Der Unternehmer Hugo Stinnes (1870–1924)
Hugo Stinnes um 1900
Familie
Hugo Stinnes im Alter von 10 Monaten
Stinnes wurde als zweiter Sohn von Hermann Hugo Stinnes (1842–1887) und Adeline Stinnes (1844–1925), geborene Coupienne, in eine wohlhabende Mülheimer Unternehmerfamilie geboren, die bereits seit Anfang des 19. Jahrhunderts im Handel und Bergbau tätig war. Die Familie Stinnes gehörte spätestens seit der erfolgreichen Unternehmensgründung von Hugo Stinnes’ Großvater Mathias Stinnes, der 1808 mit dem Transport von Kohle und anderen Gütern auf dem Rhein zwischen Köln und Amsterdam begonnen hatte, zu den angesehenen und wohlhabenden Familien Mülheims. Bereits 1839 begann die Familie, in Bergbaubeteiligungen zu investieren. Die Handelsaktivität der Familie war in der Mathias Stinnes KG gebündelt, die Bergbaubeteiligungen umfassten die Kuxmehrheiten an den Zechen Victoria Mathias, Graf Beust, Friedrich Ernestine, Carolus Magnus und Mathias Stinnes.
Seit 1895 war Hugo Stinnes mit Cläre Stinnes, geborene Wagenknecht, verheiratet. Gemeinsam hatten sie insgesamt sieben Kinder: Edmund (1896–1980), Hugo Hermann (1897–1982), Clärenore (1901–1990), Otto (1903–1983), Hilde (1904–1975), Ernst (1911–1986) und Else (1913–1997).
Unternehmerische Laufbahn
Nach Lehraufenthalten im Koblenzer Handelsunternehmen Carl Spaeter und in der Mülheimer Zeche Wiesche studierte Stinnes an der Königlichen Bergakademie in Berlin Bergbau sowie Chemie und trat 1890 als Prokurist in das Familienunternehmen Mathias Stinnes KG ein.
Hugo Stinnes GmbH
Siehe Hauptartikel: Hugo Stinnes GmbH
Aufgrund der Uneinigkeit mit dem Geschäftsführer der Mathias Stinnes KG, seinem Vetter Gerhard Küchen, dem er Unfähigkeit und eine Neigung zum Alkohol vorwarf, machte sich Stinnes allerdings bereits im Alter von 23 Jahren mit finanzieller Unterstützung seiner Mutter, die hierfür ihren Anteil an der Mathias Stinnes KG verkaufte, und anderer Familienangehöriger unter einer Einzelunternehmen (1903 umgewandelt in Hugo Stinnes GmbH) selbständig und begann, unabhängig vom Familienunternehmen seinen eigenen internationalen Handelskonzern aufzubauen, der den bisherigen Familienbesitz bei weitem übertraf.
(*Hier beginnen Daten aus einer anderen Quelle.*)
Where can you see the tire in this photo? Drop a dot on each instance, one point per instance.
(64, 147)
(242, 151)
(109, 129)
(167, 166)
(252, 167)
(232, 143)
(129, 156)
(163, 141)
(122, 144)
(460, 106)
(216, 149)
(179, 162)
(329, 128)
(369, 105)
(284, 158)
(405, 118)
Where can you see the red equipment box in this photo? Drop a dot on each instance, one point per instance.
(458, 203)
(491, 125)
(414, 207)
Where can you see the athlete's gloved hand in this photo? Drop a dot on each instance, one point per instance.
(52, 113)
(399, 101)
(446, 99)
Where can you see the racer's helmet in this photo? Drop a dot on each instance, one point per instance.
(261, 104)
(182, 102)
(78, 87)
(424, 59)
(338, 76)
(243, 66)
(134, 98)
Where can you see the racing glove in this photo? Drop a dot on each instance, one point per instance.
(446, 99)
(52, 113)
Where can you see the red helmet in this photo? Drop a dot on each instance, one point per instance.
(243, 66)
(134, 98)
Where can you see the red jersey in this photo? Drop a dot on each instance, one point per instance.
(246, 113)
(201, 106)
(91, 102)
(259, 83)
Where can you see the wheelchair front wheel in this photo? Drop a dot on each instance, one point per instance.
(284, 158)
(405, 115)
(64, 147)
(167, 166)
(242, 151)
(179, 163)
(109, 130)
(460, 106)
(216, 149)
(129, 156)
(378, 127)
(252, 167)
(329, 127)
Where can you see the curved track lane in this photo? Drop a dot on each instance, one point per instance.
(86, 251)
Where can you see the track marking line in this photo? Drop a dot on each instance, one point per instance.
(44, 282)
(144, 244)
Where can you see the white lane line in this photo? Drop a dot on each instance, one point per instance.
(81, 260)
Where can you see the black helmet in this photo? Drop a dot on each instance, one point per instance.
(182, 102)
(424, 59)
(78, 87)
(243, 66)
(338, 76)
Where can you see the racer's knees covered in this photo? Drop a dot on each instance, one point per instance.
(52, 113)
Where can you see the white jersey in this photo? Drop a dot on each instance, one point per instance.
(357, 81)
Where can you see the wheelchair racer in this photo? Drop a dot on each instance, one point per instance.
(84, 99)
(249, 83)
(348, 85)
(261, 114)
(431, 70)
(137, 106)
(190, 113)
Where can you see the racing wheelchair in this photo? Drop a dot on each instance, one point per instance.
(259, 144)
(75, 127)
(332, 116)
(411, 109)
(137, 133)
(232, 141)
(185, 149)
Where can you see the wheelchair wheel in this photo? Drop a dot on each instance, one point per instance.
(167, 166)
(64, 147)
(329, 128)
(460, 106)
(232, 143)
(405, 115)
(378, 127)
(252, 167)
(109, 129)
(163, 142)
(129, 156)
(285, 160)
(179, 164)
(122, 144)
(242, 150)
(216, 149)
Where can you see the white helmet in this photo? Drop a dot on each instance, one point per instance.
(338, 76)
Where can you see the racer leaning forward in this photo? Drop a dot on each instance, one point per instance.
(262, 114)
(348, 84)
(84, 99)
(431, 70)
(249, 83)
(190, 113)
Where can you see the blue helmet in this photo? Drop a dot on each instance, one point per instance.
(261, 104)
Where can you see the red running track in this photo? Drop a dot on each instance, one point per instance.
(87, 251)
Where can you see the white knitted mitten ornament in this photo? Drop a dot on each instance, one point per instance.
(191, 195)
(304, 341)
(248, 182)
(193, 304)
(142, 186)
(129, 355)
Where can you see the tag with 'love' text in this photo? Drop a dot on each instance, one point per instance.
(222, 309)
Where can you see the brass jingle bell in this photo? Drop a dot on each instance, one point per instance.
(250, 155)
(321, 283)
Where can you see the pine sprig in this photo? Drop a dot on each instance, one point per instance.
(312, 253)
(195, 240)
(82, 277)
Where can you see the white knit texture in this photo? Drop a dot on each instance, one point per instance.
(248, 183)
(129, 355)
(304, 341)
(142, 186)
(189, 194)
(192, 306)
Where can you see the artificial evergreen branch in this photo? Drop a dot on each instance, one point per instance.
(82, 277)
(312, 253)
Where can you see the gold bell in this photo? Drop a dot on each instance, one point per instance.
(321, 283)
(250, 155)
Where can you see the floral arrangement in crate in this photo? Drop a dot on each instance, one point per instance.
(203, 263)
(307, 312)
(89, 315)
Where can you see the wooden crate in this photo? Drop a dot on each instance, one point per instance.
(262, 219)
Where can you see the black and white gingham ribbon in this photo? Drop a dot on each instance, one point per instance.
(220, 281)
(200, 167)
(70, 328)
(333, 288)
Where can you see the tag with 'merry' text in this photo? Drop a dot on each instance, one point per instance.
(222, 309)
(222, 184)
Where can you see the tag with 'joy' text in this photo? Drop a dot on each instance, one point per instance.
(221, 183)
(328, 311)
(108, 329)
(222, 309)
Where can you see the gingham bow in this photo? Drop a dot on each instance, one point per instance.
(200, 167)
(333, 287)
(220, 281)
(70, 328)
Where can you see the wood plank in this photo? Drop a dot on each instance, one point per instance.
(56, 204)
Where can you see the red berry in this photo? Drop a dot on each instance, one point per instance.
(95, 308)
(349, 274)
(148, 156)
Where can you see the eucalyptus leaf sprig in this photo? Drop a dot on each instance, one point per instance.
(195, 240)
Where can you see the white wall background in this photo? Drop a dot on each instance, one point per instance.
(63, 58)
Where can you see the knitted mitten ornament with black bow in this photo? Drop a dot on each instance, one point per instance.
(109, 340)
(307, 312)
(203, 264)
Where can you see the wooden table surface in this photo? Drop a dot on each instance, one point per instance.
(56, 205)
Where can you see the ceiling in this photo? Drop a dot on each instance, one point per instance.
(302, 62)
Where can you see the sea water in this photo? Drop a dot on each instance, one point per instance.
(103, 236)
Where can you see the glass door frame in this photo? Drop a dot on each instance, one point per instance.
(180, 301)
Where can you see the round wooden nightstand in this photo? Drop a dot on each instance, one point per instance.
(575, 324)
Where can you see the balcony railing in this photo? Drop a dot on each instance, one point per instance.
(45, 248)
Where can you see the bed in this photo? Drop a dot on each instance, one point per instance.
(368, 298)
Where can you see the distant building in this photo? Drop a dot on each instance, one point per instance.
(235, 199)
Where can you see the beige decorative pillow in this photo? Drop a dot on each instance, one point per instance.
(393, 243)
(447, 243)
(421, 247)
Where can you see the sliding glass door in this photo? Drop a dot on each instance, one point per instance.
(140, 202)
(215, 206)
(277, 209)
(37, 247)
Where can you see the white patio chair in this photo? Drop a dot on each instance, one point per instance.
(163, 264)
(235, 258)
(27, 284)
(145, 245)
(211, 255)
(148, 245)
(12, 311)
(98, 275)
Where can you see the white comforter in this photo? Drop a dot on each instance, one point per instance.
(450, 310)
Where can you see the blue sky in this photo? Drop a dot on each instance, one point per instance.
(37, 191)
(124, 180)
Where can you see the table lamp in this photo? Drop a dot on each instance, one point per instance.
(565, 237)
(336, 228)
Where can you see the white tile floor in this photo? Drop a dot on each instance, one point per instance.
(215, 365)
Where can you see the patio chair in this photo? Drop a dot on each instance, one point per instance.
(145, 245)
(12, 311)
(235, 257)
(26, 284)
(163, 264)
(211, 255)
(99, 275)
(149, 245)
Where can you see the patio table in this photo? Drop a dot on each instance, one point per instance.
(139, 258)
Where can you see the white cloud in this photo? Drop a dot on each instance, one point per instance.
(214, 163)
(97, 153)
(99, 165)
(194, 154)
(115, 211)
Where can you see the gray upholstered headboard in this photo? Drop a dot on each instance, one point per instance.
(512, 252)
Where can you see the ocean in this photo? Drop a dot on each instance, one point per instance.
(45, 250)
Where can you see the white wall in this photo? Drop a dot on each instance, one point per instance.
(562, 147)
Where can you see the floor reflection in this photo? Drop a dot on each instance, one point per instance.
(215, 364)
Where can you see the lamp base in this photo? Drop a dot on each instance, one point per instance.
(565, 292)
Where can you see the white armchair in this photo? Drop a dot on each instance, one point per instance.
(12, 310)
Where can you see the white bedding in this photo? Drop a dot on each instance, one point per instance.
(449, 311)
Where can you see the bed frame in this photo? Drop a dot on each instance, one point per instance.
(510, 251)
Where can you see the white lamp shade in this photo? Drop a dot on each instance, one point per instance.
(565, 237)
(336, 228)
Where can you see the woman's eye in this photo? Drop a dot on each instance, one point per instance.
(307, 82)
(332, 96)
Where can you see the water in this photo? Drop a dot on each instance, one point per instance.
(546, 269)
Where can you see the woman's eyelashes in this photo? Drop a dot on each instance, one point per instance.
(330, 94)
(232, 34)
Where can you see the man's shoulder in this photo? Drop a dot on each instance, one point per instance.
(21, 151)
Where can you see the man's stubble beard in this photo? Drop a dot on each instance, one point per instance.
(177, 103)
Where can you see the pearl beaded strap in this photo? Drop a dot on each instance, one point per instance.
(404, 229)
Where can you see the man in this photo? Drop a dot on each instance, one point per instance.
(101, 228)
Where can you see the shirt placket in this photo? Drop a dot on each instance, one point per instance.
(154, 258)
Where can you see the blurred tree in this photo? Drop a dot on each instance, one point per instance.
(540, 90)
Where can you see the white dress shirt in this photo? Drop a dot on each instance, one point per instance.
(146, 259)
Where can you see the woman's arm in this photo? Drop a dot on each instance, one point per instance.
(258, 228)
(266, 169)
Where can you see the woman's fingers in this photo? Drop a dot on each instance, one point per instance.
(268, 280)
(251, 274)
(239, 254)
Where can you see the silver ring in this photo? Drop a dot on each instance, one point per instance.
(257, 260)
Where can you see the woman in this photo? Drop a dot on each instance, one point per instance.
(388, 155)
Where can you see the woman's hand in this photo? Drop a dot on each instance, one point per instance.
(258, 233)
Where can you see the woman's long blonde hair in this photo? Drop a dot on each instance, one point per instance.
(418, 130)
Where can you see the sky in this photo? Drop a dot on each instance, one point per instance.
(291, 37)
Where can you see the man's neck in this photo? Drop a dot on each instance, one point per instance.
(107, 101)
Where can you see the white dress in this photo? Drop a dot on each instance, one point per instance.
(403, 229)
Stinnes erwarb die familieneigene Zeche Mathias Stinnes und die Straßburger Kohlen-Aufbereitungsanstalt GmbH und baute daraus einen Kohlenhandel mit Süddeutschland und der Schweiz auf. Dieses Handelsgeschäft erweiterte er zu einer zu Beginn bescheidenen Reederei, schnell jedoch eröffnete die Hugo Stinnes GmbH Niederlassungen in ganz Europa und Übersee und forcierte neben dem weltweiten Kohlenhandel und dem Im- und Export von Eisen- und Stahlprodukten insbesondere den Handel mit Neben- und Vorprodukten der Schwerindustrie. So war das Unternehmen auch bedeutender Importeur von für den Bergbau verwendetem Holz aus Russland und dem Baltikum sowie von schwedischem Eisenerz.
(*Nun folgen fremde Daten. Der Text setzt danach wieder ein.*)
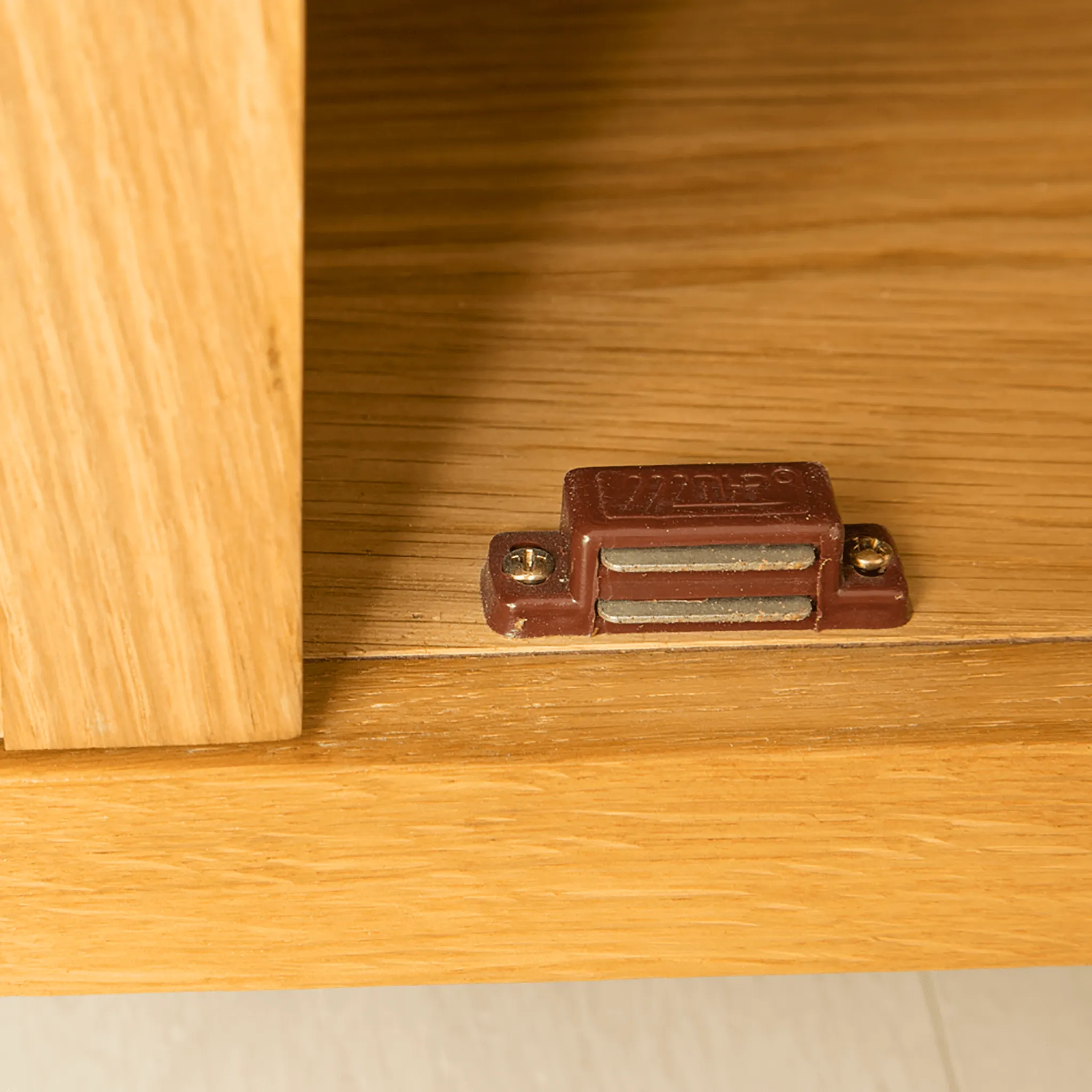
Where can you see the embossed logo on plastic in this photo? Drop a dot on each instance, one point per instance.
(655, 495)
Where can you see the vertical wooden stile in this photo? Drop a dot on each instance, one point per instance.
(150, 371)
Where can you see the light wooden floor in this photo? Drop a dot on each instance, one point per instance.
(957, 1031)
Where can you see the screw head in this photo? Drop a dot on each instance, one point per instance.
(868, 555)
(529, 565)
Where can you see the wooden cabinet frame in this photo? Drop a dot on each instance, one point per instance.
(536, 240)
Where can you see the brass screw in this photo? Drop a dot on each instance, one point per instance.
(868, 555)
(529, 565)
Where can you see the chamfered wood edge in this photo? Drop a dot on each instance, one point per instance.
(605, 817)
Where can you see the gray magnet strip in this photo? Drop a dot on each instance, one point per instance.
(727, 558)
(763, 608)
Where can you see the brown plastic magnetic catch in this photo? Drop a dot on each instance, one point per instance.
(695, 548)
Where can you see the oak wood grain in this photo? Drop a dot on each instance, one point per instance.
(572, 817)
(623, 233)
(151, 371)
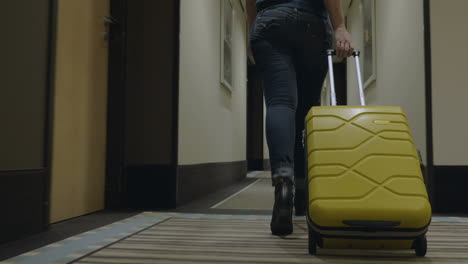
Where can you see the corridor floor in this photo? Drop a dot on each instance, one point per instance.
(214, 235)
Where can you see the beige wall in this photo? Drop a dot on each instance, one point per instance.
(399, 61)
(212, 120)
(449, 39)
(78, 169)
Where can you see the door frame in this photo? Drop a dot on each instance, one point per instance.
(34, 181)
(116, 182)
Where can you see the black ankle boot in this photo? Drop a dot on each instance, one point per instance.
(281, 220)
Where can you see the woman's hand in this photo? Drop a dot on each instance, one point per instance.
(344, 45)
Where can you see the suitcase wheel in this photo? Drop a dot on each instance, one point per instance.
(420, 246)
(312, 244)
Vertikale Integration der Schwerindustrie
Stinnes zeigte sich als erfolgreicher Organisator von vertikalen Verflechtungen in Handel und Schwerindustrie und war in der Folge an der Gründung zahlreicher Großkonzerne im Rheinland und im Ruhrgebiet beteiligt, wo er insbesondere die Bildung großer und effizienter Einheiten anstrebte. Im Gegensatz zu Trusts angelsächsischer Prägung – beispielsweise der Standard Oil Company – versuchte Stinnes stets, Synergieeffekte durch vertikale Integration der schwerindustriellen Produktionsstufen zu erreichen. Er arbeitete oft mit August Thyssen zusammen und unterhielt zur Deckung des enormen Kapitalbedarfs seines rasch wachsenden Konzerns Beziehungen zu zahlreichen Bankiers wie Waldemar Mueller (Dresdner Bank), Carl Klönne (Schaaffhausen / Deutsche Bank) und Bernhard Dernburg (Darmstädter Bank).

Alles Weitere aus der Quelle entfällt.